Image Credit: Nick Fewings
This post is part of the National Psychotherapy Day Blog Challenge for therapists to educate the public about psychotherapy and counselling.
In Australia, as well as many other countries around the globe, mental health treatment is dominated by the medical model, which is a requirement for insurance and Medicare rebates.
Whilst a visit to the GP is important for people who require a psychological/psychiatric diagnosis and those who cannot afford treatment without a rebate, there can be negative consequences for patients who seek their GP for advice and guidance in regards to symptoms such as anxiety, depression and eating disorders as well as other day to day issues that require counselling and psychotherapy. I wrote about some of these concerns in my earlier article Why counsellors, psychotherapists and their clients are better off without Medicare and insurance rebates .
One of the greatest concerns that many counsellors and psychotherapists have is that patients often report that their GP offered medication as a first resort. Many years ago when I was suffering with insomnia, I was immediately prescribed Temazepam – there was no discussion around alternative treatment or a referral to a therapist who specialised in the underlying issues: stress and anxiety. This is alarming considering the evidence for talk-therapy as the go-to is sound.
Their second recommendation is to put the patient on a Medicare Mental Health Care Plan which in its current form, severely limits the client’s choice of modality, therapist, length of treatment and confidentiality.
CBT (Cognitive Behavioural Therapy) is the modality that patients are referred to via the Medicare system. CBT is a useful tool as part of an overall therapeutic experience but it is not the be all and end all. It does however suit government funded services because it is manualised and can provide short-term relief over the 6-10 sessions provided. The problem with this is that there are a whole lot of people stuck in revolving door syndrome – in and out of symptom focused, short-term therapy for many, many years, all the while their underlying trauma is never resolved. A recent case in California judged that insurance company, United Behavioural Health, was found to have let financial incentives infect the guideline development process; “There is an excessive emphasis on addressing acute symptoms and stabilizing crises while ignoring the effective treatment of members’ underlying conditions.”
The announcement in December 2018 that patients with severe eating disorders will receive 40 psychology sessions through Medicare in Australia is once again good news for some patients but severely limiting for others. At the Australia & New Zealand Academy for Eating Disorders (ANZAED) Eating Disorder Conference in 2017, several presentations highlighted a less than 50% success rate using CBT and that some practitioners are ‘returning to their psychoanalytic roots’ aka. depth psychotherapy.
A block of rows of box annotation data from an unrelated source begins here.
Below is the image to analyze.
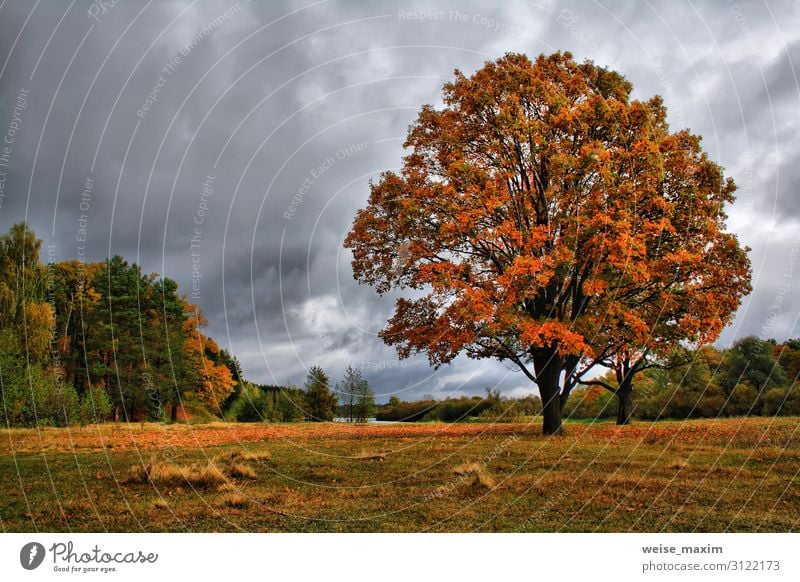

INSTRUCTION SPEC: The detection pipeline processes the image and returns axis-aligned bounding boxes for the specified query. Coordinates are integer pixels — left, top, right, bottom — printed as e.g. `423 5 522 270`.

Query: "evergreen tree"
355 379 377 422
305 366 337 422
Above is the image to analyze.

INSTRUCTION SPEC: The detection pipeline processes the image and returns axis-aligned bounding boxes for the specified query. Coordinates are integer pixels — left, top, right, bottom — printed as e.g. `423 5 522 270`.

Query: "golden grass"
153 498 169 509
222 493 247 508
228 450 272 462
453 463 497 492
129 459 226 487
225 463 256 479
353 449 386 461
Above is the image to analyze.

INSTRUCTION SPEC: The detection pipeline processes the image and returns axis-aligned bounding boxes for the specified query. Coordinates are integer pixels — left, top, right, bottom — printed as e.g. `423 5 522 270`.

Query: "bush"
271 387 305 422
227 382 272 422
79 384 111 425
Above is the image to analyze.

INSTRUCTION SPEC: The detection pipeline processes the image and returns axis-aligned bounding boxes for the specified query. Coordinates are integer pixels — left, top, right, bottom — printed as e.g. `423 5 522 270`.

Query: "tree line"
0 223 375 426
376 336 800 422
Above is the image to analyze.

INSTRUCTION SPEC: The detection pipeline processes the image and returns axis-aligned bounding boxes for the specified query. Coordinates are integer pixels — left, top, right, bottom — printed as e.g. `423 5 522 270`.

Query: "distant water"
333 416 397 424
To quote,
“We shouldn’t have thrown the baby out with the bathwater!”
Considering CBT is the go-to modality for Medicare practioners – this is alarming – and especially so as the majority are not trained to work at depth using the therapeutic relationship or with eating disorders (some are of course so please seek them out!). Alternatively, highly experienced psychotherapists who have 10, 20, 30 years’ plus experience in the eating disorder field won’t have an opportunity to care for these patients. This is a major loss for those suffering and who so desperately need quality, depth and long-term soul-work!
These same issues have been around since I sought help for bulimia back in 1995. After finally going to the doctor to get help, on the second visit he said, ‘hmm, so..hmm, do you still have these um, eating concerns?’ Then proceeded to refer me to someone, who to be quite honest, did not have a bloody clue. I swiftly realised I would need to search independently so that I could choose the right style of therapy and therapist for me.
In How to choose a therapist, Louise Chunn writes,
“But what if CBT hasn’t worked, or your problems are more deep-rooted or recurring? According to mental health charity MIND, in a recent report We Need to Talk, nearly three in five people aren’t offered a choice in the type of therapy they receive. And who knows where to start looking anyway?
Too often it seems anyone looking for help, especially through the NHS, is likely to be steered towards CBT. But some people may benefit from a more classic psychotherapy: person-centred, empathetic, compassionate, a “listening experience.”
I recently posted a blog challenge for therapists for the upcoming National Psychotherapy Day so that highly experienced counsellors and psychotherapists can express their concerns about all of the above. They have written some wonderful blog posts in the link below to educate the public about the perils of the Mental Health Care Plan and / or how to choose a therapist.
So, what is the most important thing your doctor doesn’t tell you about how to choose a therapist? You do have a choice!